In the year 2010, the union home ministry prepared a dossier of 19 Indian Mujahideen operatives who were on the run. The security agencies believed that they were hiding in Pakistan or in the neighbouring countries. Despite sustained efforts, these terror operatives had managed to evade arrests and remained a potent security threat. High on its list figured the name of Abdus Subhan Usman Qureshi.
The home ministry dossier said Qureshi, Abu Faizal and Mohsin Choudhary hailed from Maharashtra. A software engineer by profession, Qureshi had associated with the Students' Islamic Movement of India (SIMI) in late 1990s and went on to become one of the biggest faces of the homegrown terror outfit Indian Mujahideen.
The dossier also named eight IM operatives from Azamgarh in Uttar Pradesh, four from Karnataka and two from Gujarat besides others.

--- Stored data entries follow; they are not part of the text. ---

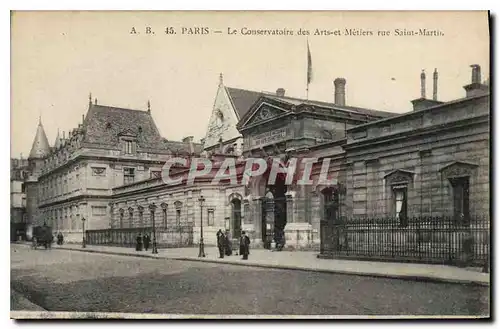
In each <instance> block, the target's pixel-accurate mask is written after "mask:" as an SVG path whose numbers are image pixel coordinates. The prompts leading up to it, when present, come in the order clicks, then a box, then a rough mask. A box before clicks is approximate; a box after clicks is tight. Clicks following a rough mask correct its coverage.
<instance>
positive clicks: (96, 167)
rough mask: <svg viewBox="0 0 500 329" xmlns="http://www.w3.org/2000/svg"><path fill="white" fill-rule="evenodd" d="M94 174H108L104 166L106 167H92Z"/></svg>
mask: <svg viewBox="0 0 500 329" xmlns="http://www.w3.org/2000/svg"><path fill="white" fill-rule="evenodd" d="M92 174H93V175H94V176H104V175H105V174H106V168H104V167H92Z"/></svg>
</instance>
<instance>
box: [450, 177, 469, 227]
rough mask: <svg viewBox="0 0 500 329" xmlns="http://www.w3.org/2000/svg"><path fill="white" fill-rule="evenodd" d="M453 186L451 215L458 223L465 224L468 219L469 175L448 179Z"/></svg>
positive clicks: (465, 223)
mask: <svg viewBox="0 0 500 329" xmlns="http://www.w3.org/2000/svg"><path fill="white" fill-rule="evenodd" d="M450 182H451V185H452V188H453V217H454V219H455V221H456V222H457V223H458V224H461V225H467V224H468V223H469V219H470V209H469V177H459V178H452V179H450Z"/></svg>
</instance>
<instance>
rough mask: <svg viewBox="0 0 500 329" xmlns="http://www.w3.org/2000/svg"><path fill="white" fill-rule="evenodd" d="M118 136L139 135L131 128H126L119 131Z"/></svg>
mask: <svg viewBox="0 0 500 329" xmlns="http://www.w3.org/2000/svg"><path fill="white" fill-rule="evenodd" d="M118 136H127V137H137V134H136V133H135V132H134V131H132V130H131V129H125V130H122V131H120V132H119V133H118Z"/></svg>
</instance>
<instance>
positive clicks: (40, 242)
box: [31, 225, 54, 249]
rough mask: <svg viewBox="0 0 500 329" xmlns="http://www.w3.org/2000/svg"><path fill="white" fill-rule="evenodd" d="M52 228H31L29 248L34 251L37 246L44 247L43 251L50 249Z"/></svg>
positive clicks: (50, 245)
mask: <svg viewBox="0 0 500 329" xmlns="http://www.w3.org/2000/svg"><path fill="white" fill-rule="evenodd" d="M53 240H54V237H53V236H52V227H50V226H46V225H44V226H35V227H33V238H32V239H31V247H32V248H33V249H36V248H37V247H39V246H44V247H45V249H50V248H51V247H52V241H53Z"/></svg>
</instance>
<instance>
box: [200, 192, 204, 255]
mask: <svg viewBox="0 0 500 329" xmlns="http://www.w3.org/2000/svg"><path fill="white" fill-rule="evenodd" d="M198 201H199V202H200V250H199V252H198V257H205V245H204V244H203V202H205V198H204V197H203V195H201V196H200V198H199V199H198Z"/></svg>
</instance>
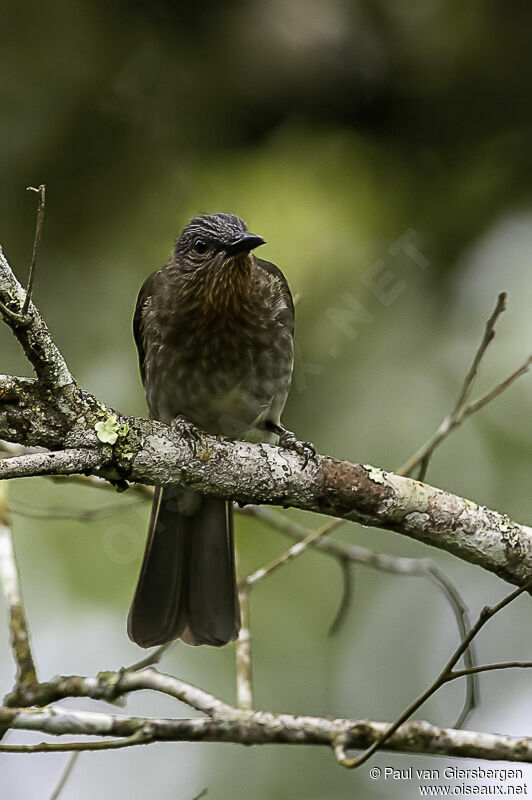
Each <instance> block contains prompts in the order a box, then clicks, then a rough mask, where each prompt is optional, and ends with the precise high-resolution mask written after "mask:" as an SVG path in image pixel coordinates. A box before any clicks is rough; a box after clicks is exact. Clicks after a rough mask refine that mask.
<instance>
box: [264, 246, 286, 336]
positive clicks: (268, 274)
mask: <svg viewBox="0 0 532 800" xmlns="http://www.w3.org/2000/svg"><path fill="white" fill-rule="evenodd" d="M255 264H256V265H257V267H259V269H262V270H264V272H266V273H267V274H268V276H269V277H270V280H271V281H272V283H274V284H275V286H276V288H277V294H278V296H279V301H280V303H281V306H282V307H281V308H279V310H278V318H279V320H280V321H281V322H283V323H284V324H285V325H286V327H287V329H288V330H289V331H290V333H291V334H292V336H293V334H294V301H293V299H292V293H291V291H290V287H289V286H288V282H287V280H286V278H285V276H284V275H283V273H282V272H281V270H280V269H279V267H276V266H275V264H272V263H271V261H264V259H262V258H257V256H255Z"/></svg>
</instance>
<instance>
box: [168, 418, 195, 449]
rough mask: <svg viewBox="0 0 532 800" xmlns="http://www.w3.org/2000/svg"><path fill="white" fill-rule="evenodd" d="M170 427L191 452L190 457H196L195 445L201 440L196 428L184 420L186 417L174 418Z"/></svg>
mask: <svg viewBox="0 0 532 800" xmlns="http://www.w3.org/2000/svg"><path fill="white" fill-rule="evenodd" d="M170 427H171V428H172V430H173V431H174V432H175V433H177V435H178V436H179V437H180V438H181V439H184V440H185V442H186V443H187V444H188V446H189V447H190V449H191V450H192V455H194V456H195V455H196V445H197V443H198V442H199V440H200V439H201V436H200V435H199V433H198V430H197V428H196V426H195V425H194V424H193V423H192V422H190V420H188V419H186V417H174V419H173V420H172V422H171V425H170Z"/></svg>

There was apprehension in the security top brass that IM may have developed new modules with new leaders, regrouping into a new avatar, after the September 2008 Batla House encounter by the Delhi police had managed to break the backbone of the IM. The homegrown jihadi terror outfit had been carrying out audacious attacks across the national capital and other cities from 2002.
Investigators said that Qureshi's arrest by the Delhi Police Special Cell after a long chase of nine years has given a shot in the arm to the ongoing trials and investigation in other IM terror related cases. The NIA officials said the agency will be able to join the dots after his interrogation which is likely to shed light on the bomb making capabilities of the homegrown outfit, its funding channels, and most importantly its support base in Pakistan.

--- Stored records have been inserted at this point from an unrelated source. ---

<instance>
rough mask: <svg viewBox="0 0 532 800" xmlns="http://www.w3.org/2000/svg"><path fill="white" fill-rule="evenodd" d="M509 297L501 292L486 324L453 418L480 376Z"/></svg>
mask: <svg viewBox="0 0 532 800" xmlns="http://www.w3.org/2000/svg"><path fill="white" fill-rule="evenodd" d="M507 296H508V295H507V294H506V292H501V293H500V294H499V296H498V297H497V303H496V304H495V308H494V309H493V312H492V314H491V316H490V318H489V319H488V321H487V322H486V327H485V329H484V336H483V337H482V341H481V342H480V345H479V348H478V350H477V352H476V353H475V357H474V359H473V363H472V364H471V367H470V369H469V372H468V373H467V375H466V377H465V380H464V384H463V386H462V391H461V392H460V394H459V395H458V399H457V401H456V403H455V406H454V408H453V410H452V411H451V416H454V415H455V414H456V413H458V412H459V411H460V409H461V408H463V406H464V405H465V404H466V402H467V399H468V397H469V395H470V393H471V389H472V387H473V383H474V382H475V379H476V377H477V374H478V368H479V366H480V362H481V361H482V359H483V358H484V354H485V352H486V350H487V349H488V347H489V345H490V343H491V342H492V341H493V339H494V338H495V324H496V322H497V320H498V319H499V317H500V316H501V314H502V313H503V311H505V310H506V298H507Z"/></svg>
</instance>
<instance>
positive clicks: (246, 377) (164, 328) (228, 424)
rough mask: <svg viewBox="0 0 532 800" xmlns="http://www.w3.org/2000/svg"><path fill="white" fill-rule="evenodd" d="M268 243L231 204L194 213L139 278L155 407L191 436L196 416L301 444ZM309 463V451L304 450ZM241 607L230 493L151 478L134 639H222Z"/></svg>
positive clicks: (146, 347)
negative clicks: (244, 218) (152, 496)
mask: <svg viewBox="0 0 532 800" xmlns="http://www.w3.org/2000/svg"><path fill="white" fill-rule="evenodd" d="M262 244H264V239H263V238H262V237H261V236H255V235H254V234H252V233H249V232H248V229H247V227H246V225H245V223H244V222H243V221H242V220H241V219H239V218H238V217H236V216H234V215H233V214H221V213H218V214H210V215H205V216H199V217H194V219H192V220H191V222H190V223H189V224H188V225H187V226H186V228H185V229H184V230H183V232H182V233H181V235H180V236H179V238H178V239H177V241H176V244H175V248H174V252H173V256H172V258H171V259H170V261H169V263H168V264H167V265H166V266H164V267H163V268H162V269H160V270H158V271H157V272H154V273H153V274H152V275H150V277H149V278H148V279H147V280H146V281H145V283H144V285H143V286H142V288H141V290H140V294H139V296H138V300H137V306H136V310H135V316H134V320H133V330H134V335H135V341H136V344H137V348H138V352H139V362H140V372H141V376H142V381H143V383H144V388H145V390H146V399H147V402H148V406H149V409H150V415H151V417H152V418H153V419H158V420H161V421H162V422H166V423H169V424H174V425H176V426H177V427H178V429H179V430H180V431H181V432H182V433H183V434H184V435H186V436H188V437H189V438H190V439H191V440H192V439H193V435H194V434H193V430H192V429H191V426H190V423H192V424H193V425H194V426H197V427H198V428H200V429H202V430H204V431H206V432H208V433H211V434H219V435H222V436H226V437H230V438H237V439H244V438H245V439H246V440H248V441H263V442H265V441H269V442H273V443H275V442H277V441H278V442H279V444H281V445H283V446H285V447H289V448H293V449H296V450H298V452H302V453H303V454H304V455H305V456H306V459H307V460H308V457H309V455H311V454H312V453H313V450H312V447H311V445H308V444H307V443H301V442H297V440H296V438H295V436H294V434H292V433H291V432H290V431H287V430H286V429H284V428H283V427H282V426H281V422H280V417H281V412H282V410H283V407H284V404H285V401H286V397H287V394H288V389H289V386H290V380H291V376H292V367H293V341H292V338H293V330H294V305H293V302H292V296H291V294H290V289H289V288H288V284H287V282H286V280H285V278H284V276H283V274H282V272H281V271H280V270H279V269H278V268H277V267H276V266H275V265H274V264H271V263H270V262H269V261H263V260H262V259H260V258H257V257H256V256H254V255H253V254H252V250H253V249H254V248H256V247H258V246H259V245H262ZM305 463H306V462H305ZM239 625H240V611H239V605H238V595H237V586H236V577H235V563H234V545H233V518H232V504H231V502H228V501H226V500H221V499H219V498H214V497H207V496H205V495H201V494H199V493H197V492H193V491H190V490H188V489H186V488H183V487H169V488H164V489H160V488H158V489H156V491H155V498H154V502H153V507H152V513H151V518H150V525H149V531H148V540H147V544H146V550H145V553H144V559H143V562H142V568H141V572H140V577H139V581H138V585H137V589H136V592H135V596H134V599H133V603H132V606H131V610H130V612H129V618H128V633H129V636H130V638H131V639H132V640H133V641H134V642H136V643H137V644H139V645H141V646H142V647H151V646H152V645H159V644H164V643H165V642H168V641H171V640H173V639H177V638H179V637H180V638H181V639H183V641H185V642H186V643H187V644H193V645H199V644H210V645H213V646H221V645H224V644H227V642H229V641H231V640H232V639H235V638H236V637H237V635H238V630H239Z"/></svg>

Notably, Iqbal and Riyaz Bhatkal, the alleged founders of the IM, are believed to be hiding in Pakistan. Qureshi himself fled to Nepal and Saudi Arabia after the Ahmedabad blasts. His name figures in terror attacks that have taken place in Delhi 2008, Bengaluru and in Mumbai in 2006. The NIA had registered a general FIR against the absconding IM members and Qureshi's arrest will also give a boost to this case which has been waiting for a breakthrough.
The National Investigation Agency, set up in January 2009 after the Mumbai attacks, slowly begun taking over cases of banned SIMI and IM operatives to probe the larger conspiracy of terror attacks in the country. That is when Abdus Qureshi alias Thaukir, son of Zubeda Qureshi first came under the radar of the agency in the Vagamon SIMI camp case.

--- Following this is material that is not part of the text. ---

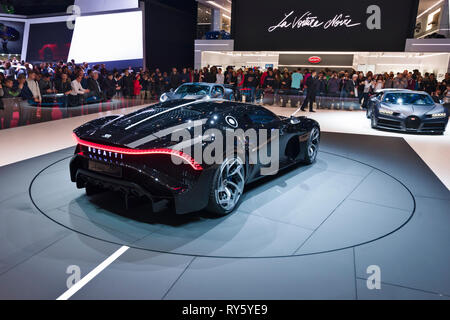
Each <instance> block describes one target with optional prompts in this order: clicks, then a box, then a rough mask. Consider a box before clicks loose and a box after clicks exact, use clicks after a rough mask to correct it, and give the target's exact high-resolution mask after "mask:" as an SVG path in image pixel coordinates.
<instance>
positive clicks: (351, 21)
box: [268, 11, 361, 32]
mask: <svg viewBox="0 0 450 320" xmlns="http://www.w3.org/2000/svg"><path fill="white" fill-rule="evenodd" d="M294 12H295V11H291V12H289V13H285V14H284V18H283V19H282V20H281V21H280V22H279V23H278V24H276V25H273V26H271V27H269V29H268V31H269V32H273V31H275V30H277V29H288V28H291V29H300V28H312V29H315V28H323V29H325V30H326V29H329V28H339V27H345V28H353V27H356V26H359V25H361V23H360V22H356V23H355V22H353V20H352V18H351V16H350V15H344V14H343V13H340V14H337V15H335V16H334V17H333V18H332V19H329V20H327V21H322V20H320V19H319V18H318V17H317V16H314V15H313V14H312V13H311V12H310V11H307V12H306V13H304V14H303V15H301V16H298V15H294Z"/></svg>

A resident of Meera Road, Dongree in South Mumbai, Qureshi was accused of being a member of the banned SIMI that organised a secret training camp at Thangalpara at Vagamon in Kottayam in Kerala in December 2007. In the Vagamon training camp, the participants were engaged in physical training, arms training, firing practice, manufacture of petrol bombs, motor bike racing and rope climbing among others. In the camp, they also conducted classes on 'Jihad in India' , according to the NIA.
He was part of a list of 37 accused drawn up by the NIA which said the accused were involved in a number of terror acts, including the serial bomb blasts in Gujarat in 2008.
The NIA, in its chargesheet against Qureshi and others, said the intention of organising such training camp by the banned SIMI outfit was to wage war against the country. The NIA alleged that they conspired to disrupt communal harmony and posed a threat to national security. The case is under trail at an NIA court in Kochi.
Investigators said it is when SIMI general secretary Safdar Nagori was arrested in 2008, Qureshi joined hands with the IM founders Iqbal and Riyaz Bhatkal. Qureshi soon grew to become fund raiser-cum-bomb maker and mastermind of some of the most audacious terror strikes in the country.